The hallmark of anything involving the folks at Weta is always the visual effects. Ever since their industry-redefining work on Peter Jackson’s “The Lord of the Rings” anthology, Weta has been at the forefront of pioneering for both practical and digital effects technology. And aside from “Avatar,” there is perhaps no better example of this than the “Planet of the Apes” revival. Working in close collaboration with motion capture performance legend Andy Serkis (whose mocap credits include Gollum, King Kong and Supreme Leader Snoke), the studio has once again permanently altered the landscape of what’s possible in the digital age of filmmaking. Every single detail from the apes’ fur, to their facial wrinkles and scars, to the expressiveness of their eyes and the preservation of the nuance of the actors’ performances is rendered to all out perfection. Oftentimes when computer-generated characters interact with real objects or actors, it’s painfully obvious where the line between reality and fiction lies. Not anymore. Weta’s absolute mastery of the art of digital effects blows the competition out of the water. 2016’s “The Jungle Book” (also a product Weta) pales in comparison to the imagery created for “War for the Planet.” In all weather conditions, in all lighting environments, the primates are flawlessly rendered until they are literally unrecognizable as virtual creations. Combine such postproduction perfectionism with the minds of seasoned veteran Serkis, “10 Cloverfield Lane” mastermind Matt Reeves and cinematographer Michael Seresin and the result is a holy grail of technical exactitude typically associated with the likes of Christopher Nolan. The only major setback for the movie is Michael Giacchino’s score, which occasionally clashes tonally with what’s happening on the screen and is unusually forgettable for the man responsible for compositions like “Star Trek” (2009), “Inside Out” and “Rogue One: A Star Wars Story.” Overall, a few missteps with the music aren’t problematic enough to compromise the integrity of the film, and there should be nothing taken away from Reeves or his crew as they exit the “Apes” franchise on one of the highest notes of 2017 so far.

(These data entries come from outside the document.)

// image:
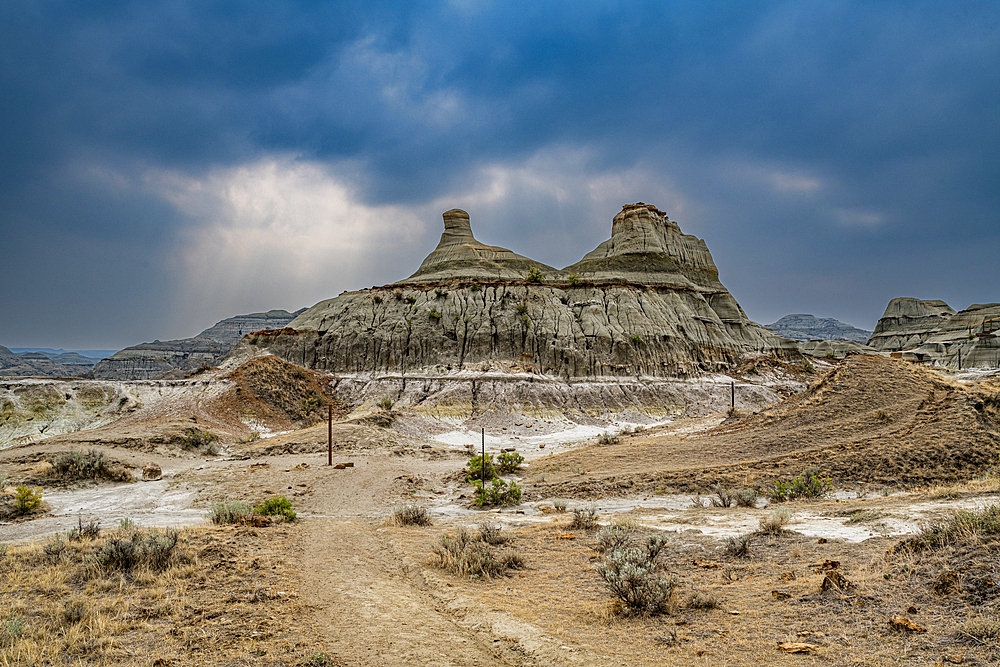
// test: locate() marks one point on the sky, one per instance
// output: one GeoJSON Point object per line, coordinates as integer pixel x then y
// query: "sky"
{"type": "Point", "coordinates": [164, 165]}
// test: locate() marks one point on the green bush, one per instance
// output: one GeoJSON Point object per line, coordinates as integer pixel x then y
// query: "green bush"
{"type": "Point", "coordinates": [508, 462]}
{"type": "Point", "coordinates": [229, 512]}
{"type": "Point", "coordinates": [475, 468]}
{"type": "Point", "coordinates": [11, 628]}
{"type": "Point", "coordinates": [805, 486]}
{"type": "Point", "coordinates": [410, 515]}
{"type": "Point", "coordinates": [276, 506]}
{"type": "Point", "coordinates": [27, 500]}
{"type": "Point", "coordinates": [498, 493]}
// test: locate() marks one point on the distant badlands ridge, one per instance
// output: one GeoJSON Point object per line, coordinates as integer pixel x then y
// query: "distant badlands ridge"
{"type": "Point", "coordinates": [646, 302]}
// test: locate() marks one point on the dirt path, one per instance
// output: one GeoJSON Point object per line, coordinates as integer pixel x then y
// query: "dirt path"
{"type": "Point", "coordinates": [373, 606]}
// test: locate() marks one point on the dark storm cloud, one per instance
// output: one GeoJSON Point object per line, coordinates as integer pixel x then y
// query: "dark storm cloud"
{"type": "Point", "coordinates": [833, 154]}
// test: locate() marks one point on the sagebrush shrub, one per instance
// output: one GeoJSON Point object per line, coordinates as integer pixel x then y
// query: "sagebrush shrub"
{"type": "Point", "coordinates": [410, 515]}
{"type": "Point", "coordinates": [276, 506]}
{"type": "Point", "coordinates": [584, 517]}
{"type": "Point", "coordinates": [229, 512]}
{"type": "Point", "coordinates": [635, 580]}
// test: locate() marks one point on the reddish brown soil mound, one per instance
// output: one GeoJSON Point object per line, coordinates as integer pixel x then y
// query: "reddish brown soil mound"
{"type": "Point", "coordinates": [871, 419]}
{"type": "Point", "coordinates": [280, 393]}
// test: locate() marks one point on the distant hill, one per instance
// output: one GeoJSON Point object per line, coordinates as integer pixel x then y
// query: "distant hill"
{"type": "Point", "coordinates": [810, 327]}
{"type": "Point", "coordinates": [40, 364]}
{"type": "Point", "coordinates": [175, 359]}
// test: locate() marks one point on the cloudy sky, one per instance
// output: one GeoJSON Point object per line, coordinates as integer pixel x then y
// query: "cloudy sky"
{"type": "Point", "coordinates": [166, 164]}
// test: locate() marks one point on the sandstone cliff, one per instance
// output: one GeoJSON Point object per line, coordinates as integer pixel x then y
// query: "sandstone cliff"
{"type": "Point", "coordinates": [931, 331]}
{"type": "Point", "coordinates": [174, 359]}
{"type": "Point", "coordinates": [645, 303]}
{"type": "Point", "coordinates": [908, 322]}
{"type": "Point", "coordinates": [809, 327]}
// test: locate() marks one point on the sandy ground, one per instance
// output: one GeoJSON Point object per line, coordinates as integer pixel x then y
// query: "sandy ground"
{"type": "Point", "coordinates": [375, 596]}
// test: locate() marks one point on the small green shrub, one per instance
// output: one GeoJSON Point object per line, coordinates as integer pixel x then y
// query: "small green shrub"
{"type": "Point", "coordinates": [54, 547]}
{"type": "Point", "coordinates": [229, 512]}
{"type": "Point", "coordinates": [276, 506]}
{"type": "Point", "coordinates": [774, 523]}
{"type": "Point", "coordinates": [703, 600]}
{"type": "Point", "coordinates": [410, 515]}
{"type": "Point", "coordinates": [739, 546]}
{"type": "Point", "coordinates": [499, 492]}
{"type": "Point", "coordinates": [508, 462]}
{"type": "Point", "coordinates": [475, 468]}
{"type": "Point", "coordinates": [85, 531]}
{"type": "Point", "coordinates": [804, 486]}
{"type": "Point", "coordinates": [723, 497]}
{"type": "Point", "coordinates": [11, 628]}
{"type": "Point", "coordinates": [584, 517]}
{"type": "Point", "coordinates": [27, 500]}
{"type": "Point", "coordinates": [491, 533]}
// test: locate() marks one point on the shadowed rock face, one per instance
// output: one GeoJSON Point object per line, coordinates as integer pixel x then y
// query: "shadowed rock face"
{"type": "Point", "coordinates": [647, 302]}
{"type": "Point", "coordinates": [908, 322]}
{"type": "Point", "coordinates": [932, 331]}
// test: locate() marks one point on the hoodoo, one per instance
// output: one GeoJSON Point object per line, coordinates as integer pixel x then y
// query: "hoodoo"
{"type": "Point", "coordinates": [645, 303]}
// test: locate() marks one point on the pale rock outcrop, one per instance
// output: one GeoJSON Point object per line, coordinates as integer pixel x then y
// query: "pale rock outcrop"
{"type": "Point", "coordinates": [908, 322]}
{"type": "Point", "coordinates": [804, 327]}
{"type": "Point", "coordinates": [175, 359]}
{"type": "Point", "coordinates": [646, 303]}
{"type": "Point", "coordinates": [459, 256]}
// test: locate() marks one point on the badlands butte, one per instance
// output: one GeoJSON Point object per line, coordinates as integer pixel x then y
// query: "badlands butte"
{"type": "Point", "coordinates": [634, 387]}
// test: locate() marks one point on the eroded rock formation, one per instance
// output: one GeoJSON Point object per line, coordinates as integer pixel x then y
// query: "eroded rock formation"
{"type": "Point", "coordinates": [647, 302]}
{"type": "Point", "coordinates": [804, 327]}
{"type": "Point", "coordinates": [931, 331]}
{"type": "Point", "coordinates": [174, 359]}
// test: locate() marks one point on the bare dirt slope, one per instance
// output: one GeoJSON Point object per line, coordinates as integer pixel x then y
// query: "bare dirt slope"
{"type": "Point", "coordinates": [870, 420]}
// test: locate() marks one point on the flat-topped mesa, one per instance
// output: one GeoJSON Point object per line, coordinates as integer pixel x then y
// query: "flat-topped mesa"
{"type": "Point", "coordinates": [459, 256]}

Final Take: It’s refreshingly difficult to find almost anything to criticize in “War for the Planet of the Apes.” There are a few times certain events feel rushed and there might be one plot hole to speak of, but that’s really about it. Matt Reeves did an incredible job rounding out the “Apes” trilogy, which should come as no surprise to anyone who’s been tracking his career since “Cloverfield.” It also needs to be said that if Andy Serkis isn’t finally nominated for an Oscar for his work as Caesar, there is no justice in the world. He brings such gravitas to the role and gets almost no recognition for it. And that needs to change starting this year. If you’re a fan of the franchise already, buy your tickets now. You absolutely will not be disappointed. If you’re new to it and are considering checking it out, you honestly don’t have to see the first two in this trilogy to keep up — though I do recommend a viewing ahead of time because those movies are also fantastic. “War for the Planet” currently stands at number two on my list for the top movies of the year, and I suspect it will remain a top five candidate for some time. It's a truly arresting film. You don’t want to miss it.

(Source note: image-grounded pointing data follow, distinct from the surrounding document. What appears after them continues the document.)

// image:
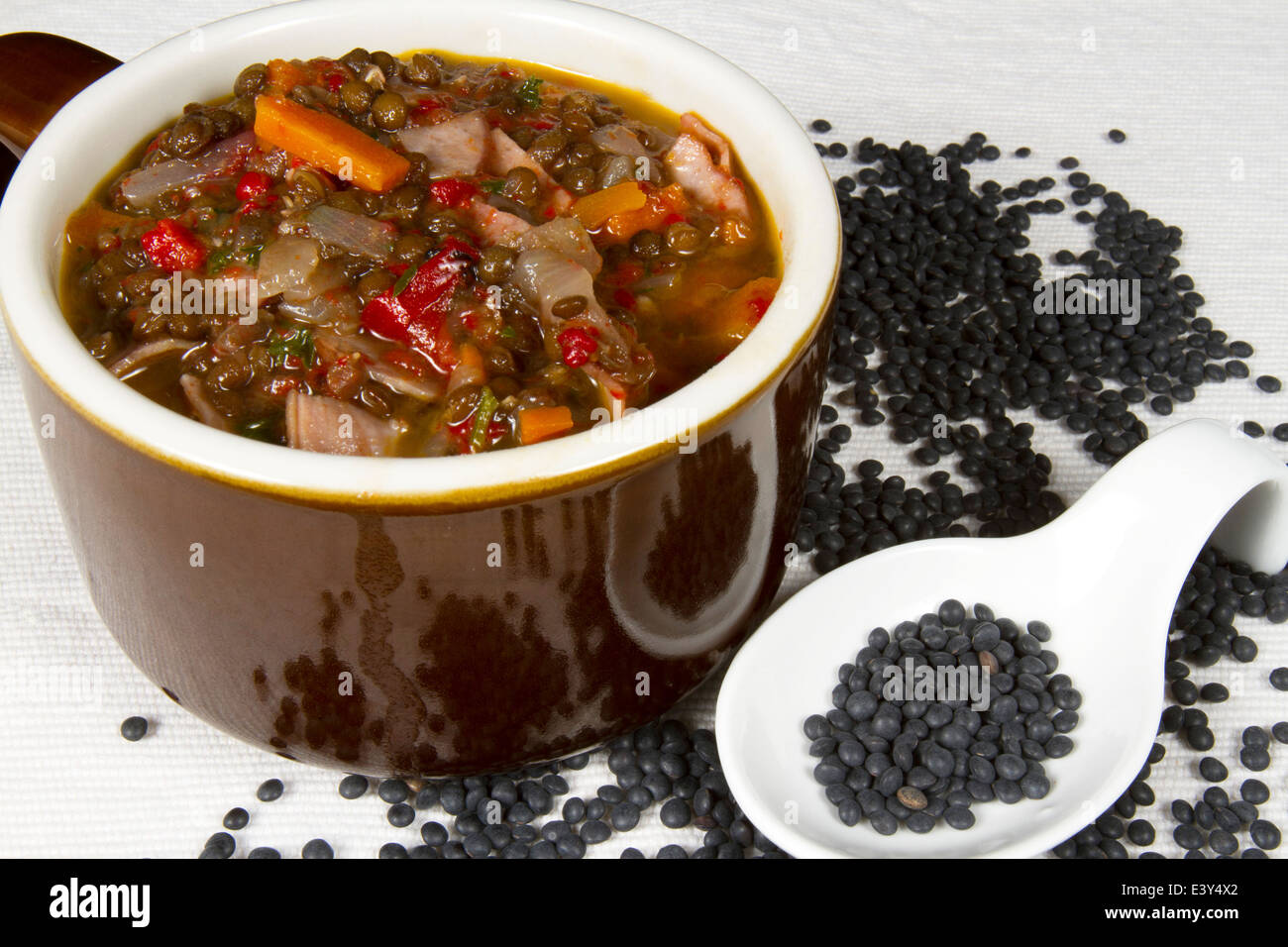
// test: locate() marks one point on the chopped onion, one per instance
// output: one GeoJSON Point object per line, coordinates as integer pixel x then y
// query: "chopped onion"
{"type": "Point", "coordinates": [404, 381]}
{"type": "Point", "coordinates": [194, 390]}
{"type": "Point", "coordinates": [352, 232]}
{"type": "Point", "coordinates": [618, 140]}
{"type": "Point", "coordinates": [141, 188]}
{"type": "Point", "coordinates": [292, 266]}
{"type": "Point", "coordinates": [336, 309]}
{"type": "Point", "coordinates": [147, 354]}
{"type": "Point", "coordinates": [548, 275]}
{"type": "Point", "coordinates": [458, 146]}
{"type": "Point", "coordinates": [326, 425]}
{"type": "Point", "coordinates": [565, 236]}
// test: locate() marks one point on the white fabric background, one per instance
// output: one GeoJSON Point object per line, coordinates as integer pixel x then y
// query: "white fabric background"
{"type": "Point", "coordinates": [1199, 88]}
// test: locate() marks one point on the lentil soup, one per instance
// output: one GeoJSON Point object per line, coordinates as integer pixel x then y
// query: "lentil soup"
{"type": "Point", "coordinates": [419, 257]}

Parental Guide: Since the apes have a very primal vocabulary when speaking English and an even more limited one when engaging in sign language, the movie has next to no profanity. And even though the plot centers around a war between mankind and the film’s titular apes, the violence isn’t prevalent and isn’t gory when the battles eventually do break out. It should be perfectly safe for a family night out as long as your kids can handle some basic thematic elements (which you can observe in the trailer here).
Recommended Format: Don’t spend the money for a 3D showing unless you’re dying to see it on opening weekend and all other showings in your area are sold out in advance. The film was shot on Arri’s large format cameras (why it didn’t get an IMAX release is bewildering to me), but it wasn’t originally intended for stereoscopic exhibition. Standard 2D will get the job done. Save that extra cost and put it towards some popcorn or other concessions. You’re probably going to enjoy having that around when the tension starts to build.